Chivu: "Non abbiamo giocato bene. Sul tocco di mano di Ricci..."
"Non abbiamo giocato bene. Eravamo sporchi". Chivu è apparso non soddisfatto ai microfoni di DAZN al termine del derby perso dalla sua Inter contro il Milan. Siamo arrivati sul fondo arrampicati, senza mai creare un'occasione pulita, una palla scoperta da sfruttare. I nostri cross sono sempre stati dei tiri al bersaglio per i difensori: non siamo mai riusciti ad anticipare e prendere il pallone. Nel primo tempo non abbiamo avuto dinamicità. C'è da migliorare, da alzare il livello, da continuare a fare le cose buone fatte fino a ora".
Chivu: "Potevamo, dovevamo fare meglio"
L'allenatore nerazzurro ha analizzato l'andamento della partita: "Abbiamo fatto un primo tempo a ritmo basso, sotto tono. Nel secondo abbiamo alzato i giri del motore, a tratti abbiamo fatto meglio, creando anche qualcosa . Abbiamo provato in tutti i modi alla fine ad accerchiare il blocco basso, ma non siamo stati in grando di pareggiare". Chivu non è apparso soddisfatto della prestazione: "Potevamo, dovevamo, fare meglio. Il nostro gioco passa sempre dal lavoro dei nostri attaccanti, che oggi sono mancati. Ma non è una scusa: sono contento di quanto hanno cercato di fare Pio e Bonny, avevo solo loro a disposizione. Ma per loro queste sono occasioni per migliorare. Avremmo dovuto avere più intensità e sfruttare gli episodi".
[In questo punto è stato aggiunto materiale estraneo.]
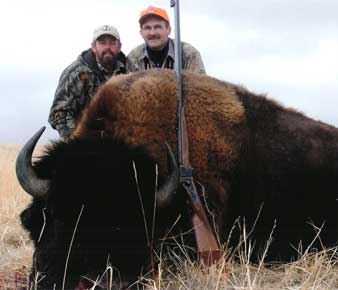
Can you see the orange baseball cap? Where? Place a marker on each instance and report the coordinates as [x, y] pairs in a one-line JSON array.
[[152, 10]]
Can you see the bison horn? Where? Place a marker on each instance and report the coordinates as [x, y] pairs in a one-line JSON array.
[[25, 173], [166, 193]]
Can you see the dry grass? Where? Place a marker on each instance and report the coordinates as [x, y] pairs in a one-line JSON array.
[[311, 271]]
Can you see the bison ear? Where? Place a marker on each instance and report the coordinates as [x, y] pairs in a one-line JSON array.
[[167, 191], [25, 172]]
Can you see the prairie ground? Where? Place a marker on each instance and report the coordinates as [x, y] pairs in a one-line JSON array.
[[312, 271]]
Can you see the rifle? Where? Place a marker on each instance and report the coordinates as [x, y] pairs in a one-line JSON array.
[[209, 251]]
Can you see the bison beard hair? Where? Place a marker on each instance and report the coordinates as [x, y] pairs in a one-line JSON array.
[[98, 175]]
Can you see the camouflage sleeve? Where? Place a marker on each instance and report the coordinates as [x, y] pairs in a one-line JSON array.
[[65, 106], [192, 59], [131, 65]]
Chivu sul tocco di mano di Ricci
Nel corso del recupero ci sono state delle proteste da parte dell'Inter per un tocco di mano di Ricci in area di rigore. Chivu, però, non ha voluto commentare l'episodio: "Ci sono un var e a-var che hanno fatto un check. Così mi hanno detto. Non ho niente da aggiungere. Sto pensando alla prestazione, a ciò che avremmo dovuto fare meglio. Ci sono ancora 30 punti in palio". L'allenatore analizza quindi il futuro della sua squadra: "Abbiamo sempre sette punti di vantaggio. Dobbiamo continuare con le nostre prestazioni. Non sarebbe cambiato niente nemmeno con un risultato diverso".